Figure 2. GR activation inhibits chemotherapy-induced cytotoxicity of cultured TNBC cells and selective GR antagonism increases sensitivity to chemotherapy in vivo.

(A) MDA-MB-231 and SUM- 159-PT cells were treated with paclitaxel alone (Pac, 10nM), with Vehicle, Dex (100nM), Dex/Pac, or C297(1μM)/Dex/Pac. C297 restored cytotoxic sensitivity at 96 hours (MDA-MB-231) and at 72 hours (SUM-159-PT) following Pac. The bars represent the average percentage cell death of n=3 independent experiments and error bars represent standard error of the mean (S.E.M). * = p value <0.05 and ** = p <0.01 (unpaired Student’s t-test) when compared to Dex/Pac. (B) MDA-MB-231 tumor xenograft re- growth is significantly inhibited by C297 (20 mg/kg/day) pre-treatment one hour prior to Pac (10 mg/kg/day) compared to Pac alone. Arrows refer to administration of Pac/Veh +/− C297/Veh.

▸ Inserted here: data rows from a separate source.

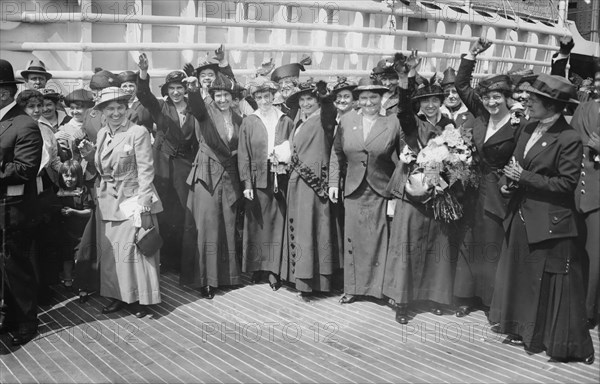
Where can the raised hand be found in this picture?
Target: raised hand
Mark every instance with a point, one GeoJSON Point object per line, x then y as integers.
{"type": "Point", "coordinates": [220, 53]}
{"type": "Point", "coordinates": [479, 46]}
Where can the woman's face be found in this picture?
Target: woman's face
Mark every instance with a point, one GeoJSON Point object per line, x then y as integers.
{"type": "Point", "coordinates": [430, 106]}
{"type": "Point", "coordinates": [206, 77]}
{"type": "Point", "coordinates": [223, 100]}
{"type": "Point", "coordinates": [114, 113]}
{"type": "Point", "coordinates": [77, 111]}
{"type": "Point", "coordinates": [537, 110]}
{"type": "Point", "coordinates": [34, 108]}
{"type": "Point", "coordinates": [452, 99]}
{"type": "Point", "coordinates": [69, 179]}
{"type": "Point", "coordinates": [48, 109]}
{"type": "Point", "coordinates": [129, 88]}
{"type": "Point", "coordinates": [176, 92]}
{"type": "Point", "coordinates": [370, 103]}
{"type": "Point", "coordinates": [344, 100]}
{"type": "Point", "coordinates": [308, 104]}
{"type": "Point", "coordinates": [495, 103]}
{"type": "Point", "coordinates": [264, 100]}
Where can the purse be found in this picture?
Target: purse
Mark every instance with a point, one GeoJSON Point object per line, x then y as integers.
{"type": "Point", "coordinates": [148, 241]}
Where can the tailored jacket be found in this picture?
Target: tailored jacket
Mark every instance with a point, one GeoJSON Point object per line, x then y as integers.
{"type": "Point", "coordinates": [494, 153]}
{"type": "Point", "coordinates": [216, 153]}
{"type": "Point", "coordinates": [20, 157]}
{"type": "Point", "coordinates": [374, 158]}
{"type": "Point", "coordinates": [585, 121]}
{"type": "Point", "coordinates": [252, 148]}
{"type": "Point", "coordinates": [125, 166]}
{"type": "Point", "coordinates": [170, 136]}
{"type": "Point", "coordinates": [550, 174]}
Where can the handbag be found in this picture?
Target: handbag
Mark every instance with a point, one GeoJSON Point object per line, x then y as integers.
{"type": "Point", "coordinates": [148, 241]}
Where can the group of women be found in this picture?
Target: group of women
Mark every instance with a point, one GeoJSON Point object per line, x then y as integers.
{"type": "Point", "coordinates": [296, 196]}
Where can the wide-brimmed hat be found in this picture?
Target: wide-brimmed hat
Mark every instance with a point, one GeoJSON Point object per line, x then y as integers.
{"type": "Point", "coordinates": [80, 96]}
{"type": "Point", "coordinates": [449, 77]}
{"type": "Point", "coordinates": [366, 84]}
{"type": "Point", "coordinates": [7, 74]}
{"type": "Point", "coordinates": [262, 84]}
{"type": "Point", "coordinates": [173, 77]}
{"type": "Point", "coordinates": [306, 88]}
{"type": "Point", "coordinates": [553, 87]}
{"type": "Point", "coordinates": [111, 94]}
{"type": "Point", "coordinates": [51, 94]}
{"type": "Point", "coordinates": [37, 67]}
{"type": "Point", "coordinates": [497, 83]}
{"type": "Point", "coordinates": [206, 64]}
{"type": "Point", "coordinates": [385, 67]}
{"type": "Point", "coordinates": [290, 70]}
{"type": "Point", "coordinates": [103, 79]}
{"type": "Point", "coordinates": [521, 75]}
{"type": "Point", "coordinates": [128, 77]}
{"type": "Point", "coordinates": [222, 83]}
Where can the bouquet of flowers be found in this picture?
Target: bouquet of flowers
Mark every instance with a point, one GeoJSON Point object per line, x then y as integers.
{"type": "Point", "coordinates": [446, 162]}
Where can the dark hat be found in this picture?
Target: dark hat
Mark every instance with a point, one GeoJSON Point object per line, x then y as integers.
{"type": "Point", "coordinates": [521, 75]}
{"type": "Point", "coordinates": [262, 84]}
{"type": "Point", "coordinates": [49, 93]}
{"type": "Point", "coordinates": [111, 94]}
{"type": "Point", "coordinates": [206, 64]}
{"type": "Point", "coordinates": [37, 67]}
{"type": "Point", "coordinates": [367, 84]}
{"type": "Point", "coordinates": [498, 83]}
{"type": "Point", "coordinates": [290, 70]}
{"type": "Point", "coordinates": [222, 83]}
{"type": "Point", "coordinates": [385, 67]}
{"type": "Point", "coordinates": [449, 77]}
{"type": "Point", "coordinates": [80, 96]}
{"type": "Point", "coordinates": [103, 79]}
{"type": "Point", "coordinates": [172, 77]}
{"type": "Point", "coordinates": [7, 75]}
{"type": "Point", "coordinates": [306, 88]}
{"type": "Point", "coordinates": [342, 85]}
{"type": "Point", "coordinates": [553, 87]}
{"type": "Point", "coordinates": [128, 77]}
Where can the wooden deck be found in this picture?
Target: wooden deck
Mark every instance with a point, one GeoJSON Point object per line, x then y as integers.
{"type": "Point", "coordinates": [251, 334]}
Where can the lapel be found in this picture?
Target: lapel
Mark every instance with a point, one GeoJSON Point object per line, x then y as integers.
{"type": "Point", "coordinates": [378, 128]}
{"type": "Point", "coordinates": [545, 141]}
{"type": "Point", "coordinates": [505, 133]}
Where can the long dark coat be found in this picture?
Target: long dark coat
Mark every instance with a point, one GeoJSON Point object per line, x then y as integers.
{"type": "Point", "coordinates": [481, 233]}
{"type": "Point", "coordinates": [539, 291]}
{"type": "Point", "coordinates": [310, 253]}
{"type": "Point", "coordinates": [210, 250]}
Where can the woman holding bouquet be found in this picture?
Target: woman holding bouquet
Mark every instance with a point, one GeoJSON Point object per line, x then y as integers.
{"type": "Point", "coordinates": [364, 149]}
{"type": "Point", "coordinates": [263, 154]}
{"type": "Point", "coordinates": [494, 133]}
{"type": "Point", "coordinates": [419, 264]}
{"type": "Point", "coordinates": [539, 299]}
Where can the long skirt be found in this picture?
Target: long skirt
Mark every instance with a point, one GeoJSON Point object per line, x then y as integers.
{"type": "Point", "coordinates": [481, 235]}
{"type": "Point", "coordinates": [536, 301]}
{"type": "Point", "coordinates": [309, 252]}
{"type": "Point", "coordinates": [210, 256]}
{"type": "Point", "coordinates": [125, 273]}
{"type": "Point", "coordinates": [264, 223]}
{"type": "Point", "coordinates": [420, 259]}
{"type": "Point", "coordinates": [366, 245]}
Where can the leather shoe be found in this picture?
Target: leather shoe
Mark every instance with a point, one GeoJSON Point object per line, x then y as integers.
{"type": "Point", "coordinates": [23, 337]}
{"type": "Point", "coordinates": [140, 311]}
{"type": "Point", "coordinates": [402, 315]}
{"type": "Point", "coordinates": [347, 299]}
{"type": "Point", "coordinates": [207, 292]}
{"type": "Point", "coordinates": [114, 306]}
{"type": "Point", "coordinates": [463, 311]}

Pac-treated tumor re-growth was significantly smaller than vehicle, p<0.05, while C297/paclitaxel versus paclitaxel alone delayed post-treatment tumor re-growth significantly. The dotted line represents a 6x increase in re- growth of tumor volume; time to tumor re-growth to this size was 18d (Veh), 27d (Pac), and 40d (Pac/C297). The asterisk (*) represents p < 0.05, comparing C297/Pac to Pac alone. Both C/297 vs Pac and Pac alone vs Veh were significantly different based on a repeated measures ANOVA and the Holm- Sidak post-hoc significance test (Veh/Veh n=3, Veh/Pac n=6 and C297/Pac n=9).